By default, points are coloured by the dominant PFAS group. If a label column was loaded with the data, select it here to colour by an arbitrary property.

Purpose

Compare fingerprint descriptors for binary property prediction using HistGradientBoostingClassifier with repeated stratified k-fold CV.

Target column

Choose a column from your loaded data that contains binary labels (0/1 or True/False). Common examples: bioactive, toxic, active.

Fingerprint sets

• PFASGroups presets – any combination of the benchmark-validated fingerprint presets (binary, best, best_2, …).
• Morgan (RDKit) – radius-2 Morgan fingerprint, 512 bits. Useful baseline.
• ToxPrint (729 bits) – requires pyCSRML to be installed.
• TxP_PFAS (129 bits) – PFAS-specific ToxPrint subset; requires pyCSRML.
• Custom TSV/CSV – rows = molecules (same order as input), columns = bits. No header row.

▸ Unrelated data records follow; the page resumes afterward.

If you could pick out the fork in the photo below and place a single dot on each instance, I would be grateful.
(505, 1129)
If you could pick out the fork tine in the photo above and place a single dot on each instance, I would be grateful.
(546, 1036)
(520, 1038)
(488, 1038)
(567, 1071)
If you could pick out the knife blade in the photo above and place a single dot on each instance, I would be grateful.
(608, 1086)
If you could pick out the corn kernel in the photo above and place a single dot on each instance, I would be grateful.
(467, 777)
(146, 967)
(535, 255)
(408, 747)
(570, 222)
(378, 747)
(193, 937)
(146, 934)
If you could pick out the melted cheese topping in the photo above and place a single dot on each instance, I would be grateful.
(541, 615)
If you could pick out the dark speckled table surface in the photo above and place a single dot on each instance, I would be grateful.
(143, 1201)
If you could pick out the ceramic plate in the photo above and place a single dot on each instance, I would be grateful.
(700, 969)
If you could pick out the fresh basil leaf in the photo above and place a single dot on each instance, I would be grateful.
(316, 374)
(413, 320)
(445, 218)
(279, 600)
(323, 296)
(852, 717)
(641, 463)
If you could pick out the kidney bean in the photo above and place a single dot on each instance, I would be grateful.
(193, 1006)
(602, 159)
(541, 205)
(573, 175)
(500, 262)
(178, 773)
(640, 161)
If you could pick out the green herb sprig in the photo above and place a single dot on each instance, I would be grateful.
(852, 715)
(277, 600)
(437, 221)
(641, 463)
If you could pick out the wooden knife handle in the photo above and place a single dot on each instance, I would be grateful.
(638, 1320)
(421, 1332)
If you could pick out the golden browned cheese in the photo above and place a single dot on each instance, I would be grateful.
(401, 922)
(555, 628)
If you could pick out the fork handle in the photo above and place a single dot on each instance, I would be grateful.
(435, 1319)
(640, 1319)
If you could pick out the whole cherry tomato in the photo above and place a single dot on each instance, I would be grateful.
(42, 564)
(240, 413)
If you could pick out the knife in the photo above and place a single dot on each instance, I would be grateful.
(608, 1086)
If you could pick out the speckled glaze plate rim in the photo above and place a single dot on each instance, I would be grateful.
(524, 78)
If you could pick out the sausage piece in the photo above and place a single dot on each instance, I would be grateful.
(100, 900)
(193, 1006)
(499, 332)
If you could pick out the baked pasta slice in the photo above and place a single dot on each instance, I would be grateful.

Bayesian correlated t-test

All fingerprint-set pairs are compared using the Bayesian correlated t-test (Benavoli et al. 2017) with ROPE = 0.01 ROC-AUC. The table reports:

• P(A>B) – probability that set A is meaningfully better than B.
• P(ROPE) – probability that the two sets are practically equivalent.
• P(B>A) – probability that set B is meaningfully better than A.

• Ctrl+Q – quit the application.
• Ctrl+W – close (same as Ctrl+Q on Windows).

Install the GUI dependencies into your environment:

pip install "PFASGroups[gui]"

Or from the repository:

pip install -e ".[gui]"

Then launch with:

pfasgroups-gui

• Benavoli A et al. (2017) Time for a Change: a Tutorial for Comparing Multiple Classifiers Through Bayesian Analysis. JMLR 18(1):2653–2688.
• Nadeau C & Bengio Y (2003) Inference for the Generalization Error. Machine Learning 52(3):239–281.